INSTRUMENTOS NÁUTICOS - Astrolábio



O astrolábio é um antigo instrumento para medir a altura dos astros acima do horizonte.

 

 

Astrolábio Planiférico
de Nicol Patenal
1616

O instrumento era composto por um disco graduado, a madre, onde se achavam colocadas várias lâminas circulares. Essas lâminas eram também graduadas à superfície das suas margens, permitindo através da alidade determinar a altura de qualquer astro. A alidade girava em torno do centro comum da madre e de todas as lâminas. Cada uma das lâminas ou discos servia para uma determinada latitude. No séc.XI, Zarquial, um árabe da Península Ibérica, idealizou um astrolábio universal com uma só lâmina e que servia para qualquer lugar. Com o astrolábio plano resolviam-se problemas geométricos, como calcular a altura de um edifício ou a profundidade de um poço. Era também usado em astrologia.
O astrolábio naútico foi a simplificação do planisférico e tinha apenas a possibilidade de medir a altura dos astros. Inicialmente tinham a configuração da face posterior dos planisféricos. No entanto e com a experiência dos pilotos ganhou nova forma. Deixou de ser fabricado em chapa de metal ou madeira e passou a fundir-se em liga de cobre de modo a que o seu peso, cerca de dois quilos, o sujeitasse menos ao balanço do navio. O disco inicial foi parcialmente aberto para diminuir a resistência ao vento. A forma definitiva do astrolábio náutico fixa-se assim numa roda, de 15 a 20 cm., com dois diâmetros ortogonais no centro da qual gira a medeclina. Esta alidade dispõe de duas pínulas com orifícios através dos quais se visava o astro. Num dos extremos da medeclina é interceptada uma escala de 0 a 90 graus gravada nos quadrantes superiores da roda.
 
 

 

Astrolábio Dundee
1555

Para tomar a altura de um astro suspendia-se a roda na vertical pelo anel de suspensão, movendo-se a medeclina até que o feixe luminoso do sol atravessasse simultaneamente os dois orifícios das pínulas. A observação directa do sol não é possível sem danos para a vista pelo que se colocava, num plano inferior, um papel que assinalasse o feixe luminoso.
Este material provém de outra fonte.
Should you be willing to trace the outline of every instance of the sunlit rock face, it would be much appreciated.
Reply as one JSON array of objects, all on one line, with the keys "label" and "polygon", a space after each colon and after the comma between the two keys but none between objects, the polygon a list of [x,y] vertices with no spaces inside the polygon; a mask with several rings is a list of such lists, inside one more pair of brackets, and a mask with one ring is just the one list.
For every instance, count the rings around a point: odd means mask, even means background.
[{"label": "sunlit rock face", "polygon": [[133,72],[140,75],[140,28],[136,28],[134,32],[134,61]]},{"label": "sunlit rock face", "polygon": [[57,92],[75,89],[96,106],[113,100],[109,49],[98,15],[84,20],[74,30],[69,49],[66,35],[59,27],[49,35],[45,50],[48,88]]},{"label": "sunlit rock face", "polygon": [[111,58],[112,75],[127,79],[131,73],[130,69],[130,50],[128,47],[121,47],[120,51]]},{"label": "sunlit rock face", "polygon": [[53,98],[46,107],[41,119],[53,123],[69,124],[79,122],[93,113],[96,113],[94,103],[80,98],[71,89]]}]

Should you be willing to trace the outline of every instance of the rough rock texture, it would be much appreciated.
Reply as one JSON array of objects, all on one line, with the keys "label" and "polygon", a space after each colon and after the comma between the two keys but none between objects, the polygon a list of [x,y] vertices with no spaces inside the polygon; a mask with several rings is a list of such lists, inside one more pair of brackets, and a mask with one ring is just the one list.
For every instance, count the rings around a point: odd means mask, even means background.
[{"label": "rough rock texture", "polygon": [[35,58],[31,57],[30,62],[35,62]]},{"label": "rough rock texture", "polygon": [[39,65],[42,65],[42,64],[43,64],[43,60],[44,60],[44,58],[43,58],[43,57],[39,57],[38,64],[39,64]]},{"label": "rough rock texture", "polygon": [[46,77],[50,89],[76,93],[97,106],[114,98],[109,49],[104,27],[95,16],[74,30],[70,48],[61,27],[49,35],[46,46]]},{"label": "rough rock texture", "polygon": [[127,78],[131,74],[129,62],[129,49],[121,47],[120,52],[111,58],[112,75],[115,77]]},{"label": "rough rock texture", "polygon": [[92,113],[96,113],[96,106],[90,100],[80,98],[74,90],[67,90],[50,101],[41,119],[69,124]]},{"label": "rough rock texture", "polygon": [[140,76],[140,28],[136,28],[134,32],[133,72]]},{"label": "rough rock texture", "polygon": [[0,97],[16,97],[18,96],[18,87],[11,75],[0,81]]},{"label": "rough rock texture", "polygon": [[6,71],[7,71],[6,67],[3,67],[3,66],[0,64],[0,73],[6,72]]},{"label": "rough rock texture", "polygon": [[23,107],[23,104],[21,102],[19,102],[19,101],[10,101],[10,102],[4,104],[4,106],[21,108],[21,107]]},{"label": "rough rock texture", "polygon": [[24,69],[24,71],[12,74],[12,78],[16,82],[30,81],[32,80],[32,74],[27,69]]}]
Alguns minutos antes do meio-dia movia-se a mediclina no sentido ascendente até que, ao meio-dia solar, e num breve momento, a mediclina conservava-se estacionária para em seguida mover-se no sentido inverso. Pela maneira de como se efectuava esta operação era conhecida pelas gentes do mar como "pesar o sol". A leitura da escala, interceptada então pela medeclina, indicava a altura meridiana do sol que complementada com a consulta das tabelas de declinação do sol permitia calcular a latitude do lugar.
O Almirante Gago Coutinho é de opinião que o astrolábio apenas servia para medir a altura do Sol e, numa travessia Atlântica a bordo da barca Foz do Douro, demonstrou experimentalmente a impossibilidade de, em boas condições, se visarem estrelas a bordo com um astrolábio.
 
 

 

Representação da
Pesagem do Sol

Nos primeiros tempos o zero da graduação encontrava-se na horizontal do quadrante mas no séc.XV o sentido da escala foi invertido agora com o zero na vertical do quadrante. Obtinha-se assim directamente na escala a distância zenital (complemento da altura) do astro suprimindo uma operação no cálculo da latitude, sempre complicado para os pilotos da época. Para o hemisfério Norte a fórmula da latitude é lat = (90º - h) + d o que simplificado dá lat = z + d (h-alt. do astro, d-declinação, z-dist.zenital).